Ken Stevens was born in Toronto on March 23, 1924.[4] His older brother, Pete, was born in England; Ken was born four years later, shortly after the family emigrated to Canada. His childhood ambition was to become a doctor, because he admired an uncle who was a doctor.[5] He attended high school at a school attached to the department of education at the University of Toronto.

Stevens attended college in the school of engineering at the University of Toronto on a full scholarship. He lived at home throughout his undergraduate years. Though Stevens himself could not fight in World War II because of his visual impairment, his brother was away for the entire war; his parents tuned in nightly to the BBC for updates.[5] Stevens majored in engineering physics at the university,[6] covering topics from the design of motorized machines through to basic physics, which was taught by the physics department. During summers he worked in the defense industry, including one summer at a company that was developing radar. He received both his S.B. and S.M. degrees in 1945.[7]

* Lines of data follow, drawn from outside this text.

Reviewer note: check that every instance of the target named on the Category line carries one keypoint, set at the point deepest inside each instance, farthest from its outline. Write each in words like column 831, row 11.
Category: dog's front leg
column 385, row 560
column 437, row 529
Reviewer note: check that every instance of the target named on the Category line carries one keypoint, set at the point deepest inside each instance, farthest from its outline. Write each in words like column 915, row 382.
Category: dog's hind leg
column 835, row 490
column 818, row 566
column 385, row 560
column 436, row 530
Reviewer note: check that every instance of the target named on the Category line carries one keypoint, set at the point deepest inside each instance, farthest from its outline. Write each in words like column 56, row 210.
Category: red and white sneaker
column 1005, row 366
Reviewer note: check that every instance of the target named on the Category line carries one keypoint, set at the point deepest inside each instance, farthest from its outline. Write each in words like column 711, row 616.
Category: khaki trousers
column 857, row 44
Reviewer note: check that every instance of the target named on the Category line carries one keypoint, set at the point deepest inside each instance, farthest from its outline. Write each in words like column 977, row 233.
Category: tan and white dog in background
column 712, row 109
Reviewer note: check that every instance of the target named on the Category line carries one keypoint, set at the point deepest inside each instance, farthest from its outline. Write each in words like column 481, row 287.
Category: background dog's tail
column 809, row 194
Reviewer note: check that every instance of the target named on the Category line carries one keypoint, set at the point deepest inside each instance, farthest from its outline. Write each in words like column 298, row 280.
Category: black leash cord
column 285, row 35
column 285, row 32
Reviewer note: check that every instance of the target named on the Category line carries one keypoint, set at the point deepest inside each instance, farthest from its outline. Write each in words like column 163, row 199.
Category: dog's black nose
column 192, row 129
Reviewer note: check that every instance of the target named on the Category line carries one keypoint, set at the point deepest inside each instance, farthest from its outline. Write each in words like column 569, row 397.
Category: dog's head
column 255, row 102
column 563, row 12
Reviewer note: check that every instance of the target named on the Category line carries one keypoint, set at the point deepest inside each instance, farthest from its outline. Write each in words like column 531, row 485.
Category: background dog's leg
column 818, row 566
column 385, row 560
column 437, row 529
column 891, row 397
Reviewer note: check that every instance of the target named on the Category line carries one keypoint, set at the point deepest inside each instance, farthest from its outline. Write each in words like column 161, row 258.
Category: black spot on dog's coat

Stevens had been a teacher since his undergraduate years, when he lectured sections of home economics that involved some aspect of physics.[5] After receiving his master's degree, he stayed at the University of Toronto as an instructor, teaching courses to young men returning from the war, including his own older brother.[5] He was a fellow of the Ontario Foundation from 1945 to 1946, then worked as an instructor at the University of Toronto until 1948.[7]

During his master's research Stevens became interested in control theory, and took courses from the applied mathematics department, where one of his professors recommended that he should apply to MIT for doctoral studies.

Doctoral studies

Shortly after Stevens was admitted to MIT, a new professor named Leo Beranek noticed that Stevens had taken acoustics. Beranek contacted Stevens in Toronto, to ask if he would be a teaching assistant for Beranek's new acoustics course, and Stevens agreed. Shortly after that, Beranek contacted Stevens again to offer him a research position on a new speech project, which Stevens also accepted. The Radiation Laboratory at MIT (building 20) was converted, after the war, into the Research Laboratory of Electronics (RLE); among other labs, RLE hosted Beranek's new Acoustics Lab.

In November 1949,[8] the office next to Ken's was given to a visiting doctoral student from Sweden named Gunnar Fant, with whom he formed a friendship and collaboration that would last more than half a century. Stevens focused on the study of vowels during his doctoral research; in 1950 he published a short paper arguing that the autocorrelation could be used to discriminate vowels,[9] while his 1952 doctoral thesis reported perceptual results for vowels synthesized using a set of electronic resonators.[10] Fant convinced Stevens that a transmission-line model of the vocal tract was more flexible than a resonator model and the two published this work together in 1953.[11]

Ken credits Fant with the association between the Linguistics Department and the Research Laboratory for Electronics at MIT.[5] Roman Jakobson, a phonologist at Harvard, had an office at MIT by 1957, while Morris Halle joined the MIT Linguistics Department and moved to RLE in 1951. Stevens' collaborations with Halle began with acoustics,[12] but grew to focus on the way in which acoustics and articulation organize the sound systems of language.[13][14][15]

Stevens defended his doctoral thesis in 1952; his doctoral committee included his adviser Leo Beranek, as well as J. C. R. Licklider and Walter A. Rosenblith.[5] After receiving his doctorate, Stevens went to work at Bolt, Beranek and Newman (now BBN Technologies) in Harvard Square.[5] In the early 1950s, Beranek decided to retire from the MIT faculty in order to work full-time at BBN. He knew that Stevens loved to teach, so he encouraged Stevens to apply for a position on the MIT faculty. Stevens did so, and joined the faculty in 1954.